Can you just add more memory to an FPGA board?
It is a reasonable instinct, and the answer is: not really, at least not in the way you are probably imagining. The memory interface on an FPGA board (DDR4, HBM) is routed through fixed I/O pins on a PCB designed specifically for those chips. You cannot solder more RAM onto a board that was not designed for it without a full PCB redesign. The two workarounds people do use are connecting external memory expansion boards via PCIe or high-speed interfaces, and writing custom memory controllers in the FPGA fabric to reach whatever storage is physically accessible. Neither is straightforward. The harder truth for HBM boards is that the memory is stacked directly on the chip package during fabrication. It is physically part of the assembly and completely non-modifiable after the fact. This is part of why HBM bandwidth numbers are so good, and also why the memory spec of the board you buy is the memory spec you are stuck with.
That said, the ternary quantization direction is genuinely promising for smaller form factors. TeLLMe v2 demonstrates end-to-end ternary LLM inference achieving up to 25 tokens per second on edge FPGAs, targeting boards much closer to the consumer tier. The catch: ternary models require quantization-aware training from scratch, not just post-training quantization of an existing Qwen3 checkpoint. You cannot simply convert a standard model.
The tooling gap
Unlike GPUs where you load a GGUF file into llama.cpp and run, FPGA-based LLM inference requires compiling a hardware design, synthesizing it, and generating a bitfile specific to your FPGA and your model. AMD's Vitis HLS toolchain is the main path, and the compile times are measured in hours, not seconds. This is active research territory, not a plug-and-play solution yet.
The Bigger Picture
FPGAs represent a fundamentally different philosophy from every other accelerator covered in this series. A GPU is a fixed piece of silicon and you adapt your workload to it. An FPGA lets you adapt the hardware to your workload. As LLM research pushes toward more aggressive quantization (ternary, binary, lookup-table approaches), the hardware that can natively exploit those representations becomes more compelling.
The CERN use case is a perfect illustration of where FPGAs genuinely win: when latency is paramount, batch size is one, and the application justifies building custom hardware. Local LLM inference shares two of those three properties.
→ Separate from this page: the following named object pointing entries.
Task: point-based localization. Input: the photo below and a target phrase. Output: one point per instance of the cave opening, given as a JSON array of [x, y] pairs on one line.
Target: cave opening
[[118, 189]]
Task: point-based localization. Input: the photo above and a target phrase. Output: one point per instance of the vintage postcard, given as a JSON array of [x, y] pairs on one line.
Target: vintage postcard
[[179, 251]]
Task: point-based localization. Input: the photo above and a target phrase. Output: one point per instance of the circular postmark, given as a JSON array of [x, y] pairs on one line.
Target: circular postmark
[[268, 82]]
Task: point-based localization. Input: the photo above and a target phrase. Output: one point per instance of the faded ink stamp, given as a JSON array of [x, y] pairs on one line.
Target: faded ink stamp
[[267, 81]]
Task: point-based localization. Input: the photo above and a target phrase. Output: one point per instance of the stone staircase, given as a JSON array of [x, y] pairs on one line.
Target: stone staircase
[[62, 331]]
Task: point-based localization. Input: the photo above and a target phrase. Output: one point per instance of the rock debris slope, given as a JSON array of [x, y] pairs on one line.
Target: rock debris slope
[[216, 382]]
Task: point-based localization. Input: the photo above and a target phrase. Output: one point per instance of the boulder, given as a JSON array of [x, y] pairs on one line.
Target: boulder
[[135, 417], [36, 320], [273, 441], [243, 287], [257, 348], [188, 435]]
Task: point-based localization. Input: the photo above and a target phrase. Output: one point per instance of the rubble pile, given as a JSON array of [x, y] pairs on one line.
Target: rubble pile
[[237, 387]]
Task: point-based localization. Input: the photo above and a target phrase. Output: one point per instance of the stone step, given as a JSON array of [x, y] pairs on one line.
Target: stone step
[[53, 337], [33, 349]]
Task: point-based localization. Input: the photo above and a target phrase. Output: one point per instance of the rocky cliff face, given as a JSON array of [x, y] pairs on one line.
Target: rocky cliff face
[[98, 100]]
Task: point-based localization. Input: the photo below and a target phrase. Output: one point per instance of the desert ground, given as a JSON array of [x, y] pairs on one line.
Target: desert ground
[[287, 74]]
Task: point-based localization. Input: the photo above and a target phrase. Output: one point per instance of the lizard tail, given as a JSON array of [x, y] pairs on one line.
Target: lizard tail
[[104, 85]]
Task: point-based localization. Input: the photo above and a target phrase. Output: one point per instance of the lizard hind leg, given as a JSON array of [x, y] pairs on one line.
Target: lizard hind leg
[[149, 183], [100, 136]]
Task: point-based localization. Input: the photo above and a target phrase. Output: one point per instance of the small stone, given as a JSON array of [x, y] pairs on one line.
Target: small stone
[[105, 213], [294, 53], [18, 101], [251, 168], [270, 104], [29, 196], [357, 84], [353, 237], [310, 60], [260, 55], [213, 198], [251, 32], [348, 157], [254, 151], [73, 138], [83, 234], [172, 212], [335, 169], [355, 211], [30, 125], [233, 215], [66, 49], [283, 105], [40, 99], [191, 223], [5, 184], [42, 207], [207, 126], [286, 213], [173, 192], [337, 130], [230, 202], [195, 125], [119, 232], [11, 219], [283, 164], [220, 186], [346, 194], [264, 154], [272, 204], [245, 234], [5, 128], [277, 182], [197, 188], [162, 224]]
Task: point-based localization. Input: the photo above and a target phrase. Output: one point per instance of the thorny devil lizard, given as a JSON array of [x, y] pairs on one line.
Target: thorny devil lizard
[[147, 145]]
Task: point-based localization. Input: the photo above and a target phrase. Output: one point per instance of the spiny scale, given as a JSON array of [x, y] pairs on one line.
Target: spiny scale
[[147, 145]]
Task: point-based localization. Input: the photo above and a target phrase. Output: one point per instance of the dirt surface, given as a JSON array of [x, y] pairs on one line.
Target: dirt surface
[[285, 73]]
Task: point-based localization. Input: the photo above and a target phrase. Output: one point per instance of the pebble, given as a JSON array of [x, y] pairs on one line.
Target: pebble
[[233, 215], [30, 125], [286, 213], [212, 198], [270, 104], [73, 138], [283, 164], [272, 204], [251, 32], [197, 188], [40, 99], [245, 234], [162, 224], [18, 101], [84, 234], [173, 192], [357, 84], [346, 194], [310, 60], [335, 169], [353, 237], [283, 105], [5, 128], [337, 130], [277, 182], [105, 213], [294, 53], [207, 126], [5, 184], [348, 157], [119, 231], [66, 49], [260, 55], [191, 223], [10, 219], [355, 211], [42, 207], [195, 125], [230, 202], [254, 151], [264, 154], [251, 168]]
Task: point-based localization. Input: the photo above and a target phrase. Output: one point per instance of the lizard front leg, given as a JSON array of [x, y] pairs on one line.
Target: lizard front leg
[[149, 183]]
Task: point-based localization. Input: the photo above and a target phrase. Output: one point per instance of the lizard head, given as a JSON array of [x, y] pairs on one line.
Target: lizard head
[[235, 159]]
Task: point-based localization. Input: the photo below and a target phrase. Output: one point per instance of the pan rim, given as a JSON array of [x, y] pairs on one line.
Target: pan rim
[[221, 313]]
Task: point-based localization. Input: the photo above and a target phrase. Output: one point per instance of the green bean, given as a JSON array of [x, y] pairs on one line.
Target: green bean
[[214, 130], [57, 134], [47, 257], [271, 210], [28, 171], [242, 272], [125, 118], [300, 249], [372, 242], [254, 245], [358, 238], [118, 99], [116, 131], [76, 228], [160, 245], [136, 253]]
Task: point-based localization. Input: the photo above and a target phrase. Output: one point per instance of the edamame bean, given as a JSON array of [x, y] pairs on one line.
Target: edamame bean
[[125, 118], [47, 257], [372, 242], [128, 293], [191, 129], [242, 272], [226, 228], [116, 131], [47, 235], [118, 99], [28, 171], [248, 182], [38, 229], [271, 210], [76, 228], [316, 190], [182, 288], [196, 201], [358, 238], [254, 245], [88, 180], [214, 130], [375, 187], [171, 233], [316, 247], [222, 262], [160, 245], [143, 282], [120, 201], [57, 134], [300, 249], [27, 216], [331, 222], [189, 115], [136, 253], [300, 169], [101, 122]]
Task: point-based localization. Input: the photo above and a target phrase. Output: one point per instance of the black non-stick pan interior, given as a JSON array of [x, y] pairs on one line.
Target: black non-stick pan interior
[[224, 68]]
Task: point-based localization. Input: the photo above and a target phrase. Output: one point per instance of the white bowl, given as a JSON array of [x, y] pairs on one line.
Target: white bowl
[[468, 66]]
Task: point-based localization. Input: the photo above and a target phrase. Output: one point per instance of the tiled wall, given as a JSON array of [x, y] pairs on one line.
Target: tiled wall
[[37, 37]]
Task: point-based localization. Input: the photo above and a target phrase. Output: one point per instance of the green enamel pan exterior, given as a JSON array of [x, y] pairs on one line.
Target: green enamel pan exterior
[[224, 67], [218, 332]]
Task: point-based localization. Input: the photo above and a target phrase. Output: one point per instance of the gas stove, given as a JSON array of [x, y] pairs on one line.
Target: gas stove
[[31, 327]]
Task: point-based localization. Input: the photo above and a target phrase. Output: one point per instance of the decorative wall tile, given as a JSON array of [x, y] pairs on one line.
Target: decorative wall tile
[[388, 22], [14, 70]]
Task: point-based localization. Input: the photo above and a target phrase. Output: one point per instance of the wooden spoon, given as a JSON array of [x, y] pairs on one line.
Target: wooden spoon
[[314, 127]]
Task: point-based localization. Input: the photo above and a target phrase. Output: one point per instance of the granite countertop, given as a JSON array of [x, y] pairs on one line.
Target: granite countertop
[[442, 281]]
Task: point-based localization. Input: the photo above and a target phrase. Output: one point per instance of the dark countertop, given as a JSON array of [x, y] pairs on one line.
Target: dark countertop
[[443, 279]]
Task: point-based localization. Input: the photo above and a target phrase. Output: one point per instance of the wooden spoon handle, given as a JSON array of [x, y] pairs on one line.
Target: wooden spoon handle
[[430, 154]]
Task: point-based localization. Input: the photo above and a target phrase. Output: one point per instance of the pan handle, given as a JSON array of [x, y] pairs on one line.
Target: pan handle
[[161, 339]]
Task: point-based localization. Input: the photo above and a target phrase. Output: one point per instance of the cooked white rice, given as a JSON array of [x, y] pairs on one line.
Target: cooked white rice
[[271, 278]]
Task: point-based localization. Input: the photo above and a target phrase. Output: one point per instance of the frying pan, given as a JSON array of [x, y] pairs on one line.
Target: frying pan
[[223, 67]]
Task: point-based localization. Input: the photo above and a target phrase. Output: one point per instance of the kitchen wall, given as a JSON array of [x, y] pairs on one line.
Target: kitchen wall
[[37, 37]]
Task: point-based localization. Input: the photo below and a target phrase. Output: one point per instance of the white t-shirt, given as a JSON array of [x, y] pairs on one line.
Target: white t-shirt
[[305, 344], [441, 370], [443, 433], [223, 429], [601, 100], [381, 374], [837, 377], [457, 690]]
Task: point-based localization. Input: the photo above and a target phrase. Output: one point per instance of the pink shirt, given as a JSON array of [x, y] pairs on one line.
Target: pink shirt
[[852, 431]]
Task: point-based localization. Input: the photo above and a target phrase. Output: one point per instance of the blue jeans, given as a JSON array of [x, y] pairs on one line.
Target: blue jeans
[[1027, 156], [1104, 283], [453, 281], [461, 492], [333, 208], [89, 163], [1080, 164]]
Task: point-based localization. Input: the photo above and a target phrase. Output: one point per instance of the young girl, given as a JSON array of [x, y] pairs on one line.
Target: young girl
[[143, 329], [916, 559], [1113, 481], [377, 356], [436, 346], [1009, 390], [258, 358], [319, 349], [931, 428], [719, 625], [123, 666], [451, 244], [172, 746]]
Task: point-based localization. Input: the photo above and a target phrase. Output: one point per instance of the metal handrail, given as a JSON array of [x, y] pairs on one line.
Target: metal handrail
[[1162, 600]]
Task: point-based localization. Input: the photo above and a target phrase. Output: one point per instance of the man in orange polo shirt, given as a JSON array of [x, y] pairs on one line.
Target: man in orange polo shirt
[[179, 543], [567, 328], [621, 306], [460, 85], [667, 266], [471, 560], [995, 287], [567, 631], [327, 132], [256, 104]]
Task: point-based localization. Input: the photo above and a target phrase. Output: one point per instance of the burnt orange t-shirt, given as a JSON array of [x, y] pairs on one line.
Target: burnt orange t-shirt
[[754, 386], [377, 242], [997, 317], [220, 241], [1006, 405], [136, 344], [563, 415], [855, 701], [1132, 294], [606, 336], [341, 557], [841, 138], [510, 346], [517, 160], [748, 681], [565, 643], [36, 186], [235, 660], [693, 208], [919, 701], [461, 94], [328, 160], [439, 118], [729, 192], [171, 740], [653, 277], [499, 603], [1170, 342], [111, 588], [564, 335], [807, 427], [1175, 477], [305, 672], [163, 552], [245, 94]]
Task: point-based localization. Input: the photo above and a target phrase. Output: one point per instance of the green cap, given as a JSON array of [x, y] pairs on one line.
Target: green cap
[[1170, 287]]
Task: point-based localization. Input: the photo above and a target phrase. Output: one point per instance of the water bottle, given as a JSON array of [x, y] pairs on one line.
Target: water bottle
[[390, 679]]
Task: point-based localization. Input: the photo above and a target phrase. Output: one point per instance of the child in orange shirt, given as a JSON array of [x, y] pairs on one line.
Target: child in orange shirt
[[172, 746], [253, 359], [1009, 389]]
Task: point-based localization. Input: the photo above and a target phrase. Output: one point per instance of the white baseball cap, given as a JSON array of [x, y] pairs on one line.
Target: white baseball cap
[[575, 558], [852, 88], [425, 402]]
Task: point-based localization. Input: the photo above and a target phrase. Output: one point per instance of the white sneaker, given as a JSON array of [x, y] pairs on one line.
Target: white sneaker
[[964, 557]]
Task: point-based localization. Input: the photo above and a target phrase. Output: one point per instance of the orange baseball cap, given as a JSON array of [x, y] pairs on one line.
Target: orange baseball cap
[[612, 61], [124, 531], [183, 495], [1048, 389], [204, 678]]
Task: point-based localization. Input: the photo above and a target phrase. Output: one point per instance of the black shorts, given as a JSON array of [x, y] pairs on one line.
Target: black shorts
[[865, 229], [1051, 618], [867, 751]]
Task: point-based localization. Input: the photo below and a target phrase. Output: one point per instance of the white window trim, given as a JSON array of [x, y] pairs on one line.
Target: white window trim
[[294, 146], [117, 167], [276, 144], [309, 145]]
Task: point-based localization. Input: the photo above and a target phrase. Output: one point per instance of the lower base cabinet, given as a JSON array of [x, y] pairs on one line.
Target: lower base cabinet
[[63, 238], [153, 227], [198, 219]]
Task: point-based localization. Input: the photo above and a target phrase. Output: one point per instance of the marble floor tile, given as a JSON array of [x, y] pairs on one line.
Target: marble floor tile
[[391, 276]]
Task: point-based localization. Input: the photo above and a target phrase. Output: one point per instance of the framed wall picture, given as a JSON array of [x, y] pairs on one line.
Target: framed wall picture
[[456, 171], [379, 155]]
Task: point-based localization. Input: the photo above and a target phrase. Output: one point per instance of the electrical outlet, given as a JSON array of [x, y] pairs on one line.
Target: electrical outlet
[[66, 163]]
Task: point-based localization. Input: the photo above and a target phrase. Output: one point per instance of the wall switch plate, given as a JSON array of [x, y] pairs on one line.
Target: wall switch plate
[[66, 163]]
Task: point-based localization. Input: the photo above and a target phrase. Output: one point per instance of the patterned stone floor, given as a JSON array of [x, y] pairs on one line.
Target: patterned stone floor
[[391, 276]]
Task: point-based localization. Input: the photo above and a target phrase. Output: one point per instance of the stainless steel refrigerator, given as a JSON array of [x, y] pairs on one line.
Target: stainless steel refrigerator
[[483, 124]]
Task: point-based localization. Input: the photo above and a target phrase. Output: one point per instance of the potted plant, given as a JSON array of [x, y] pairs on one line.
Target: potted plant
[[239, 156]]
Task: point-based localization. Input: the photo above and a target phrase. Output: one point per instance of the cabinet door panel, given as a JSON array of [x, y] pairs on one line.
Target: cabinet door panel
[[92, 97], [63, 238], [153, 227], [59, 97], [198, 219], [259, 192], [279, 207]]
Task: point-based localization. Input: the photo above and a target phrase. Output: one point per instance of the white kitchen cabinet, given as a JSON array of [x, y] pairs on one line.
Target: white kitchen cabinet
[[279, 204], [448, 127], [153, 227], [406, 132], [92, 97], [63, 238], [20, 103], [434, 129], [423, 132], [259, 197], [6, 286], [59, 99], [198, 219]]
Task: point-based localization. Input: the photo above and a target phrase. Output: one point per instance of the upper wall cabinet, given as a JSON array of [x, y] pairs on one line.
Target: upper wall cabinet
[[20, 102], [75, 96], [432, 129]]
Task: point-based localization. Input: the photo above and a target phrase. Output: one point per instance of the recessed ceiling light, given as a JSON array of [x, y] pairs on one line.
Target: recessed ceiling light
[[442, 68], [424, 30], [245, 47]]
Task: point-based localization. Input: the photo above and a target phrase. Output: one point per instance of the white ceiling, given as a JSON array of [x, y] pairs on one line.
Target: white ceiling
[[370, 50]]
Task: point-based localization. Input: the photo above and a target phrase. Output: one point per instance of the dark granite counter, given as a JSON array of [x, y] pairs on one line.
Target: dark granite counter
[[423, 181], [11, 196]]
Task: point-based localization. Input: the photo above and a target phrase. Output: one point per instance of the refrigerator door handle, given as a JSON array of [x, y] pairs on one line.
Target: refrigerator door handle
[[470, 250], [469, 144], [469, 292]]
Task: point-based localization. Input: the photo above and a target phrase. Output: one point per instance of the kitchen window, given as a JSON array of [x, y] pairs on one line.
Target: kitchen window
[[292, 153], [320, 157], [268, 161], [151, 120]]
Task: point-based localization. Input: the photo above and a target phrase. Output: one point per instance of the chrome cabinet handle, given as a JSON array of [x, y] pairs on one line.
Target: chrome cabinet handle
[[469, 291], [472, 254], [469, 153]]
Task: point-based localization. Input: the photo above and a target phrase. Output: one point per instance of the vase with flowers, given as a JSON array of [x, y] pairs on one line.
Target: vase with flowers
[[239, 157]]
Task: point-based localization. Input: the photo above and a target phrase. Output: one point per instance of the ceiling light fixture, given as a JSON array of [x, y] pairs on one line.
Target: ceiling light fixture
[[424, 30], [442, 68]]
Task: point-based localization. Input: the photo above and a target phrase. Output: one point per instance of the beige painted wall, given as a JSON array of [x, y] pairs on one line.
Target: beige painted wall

The question is whether the third one (justifying the effort) crosses the threshold for hobbyists and developers as tooling matures.
The research trajectory is moving fast. In 2024, running a 1B+ parameter LLM on an FPGA was considered a hard problem. By November 2025, there was a paper running Qwen3 1.7B on an FPGA and beating an A100 on energy efficiency. A year from now, the picture will look different again.
The particle physicists at CERN figured out how to compress neural networks into FPGAs tight enough to catch new physics at 40 million collisions per second. The hobbyist running Qwen3 on a CPU at 3 tokens per second is working with different constraints, but the underlying hardware philosophy is the same: stop fighting the memory wall, and redesign the computation around it.
The rabbit hole is still open. The next one probably involves ternary quantization, BitNet, and whether training a purpose-built small model for FPGA deployment makes sense for edge applications. That is a question for another article.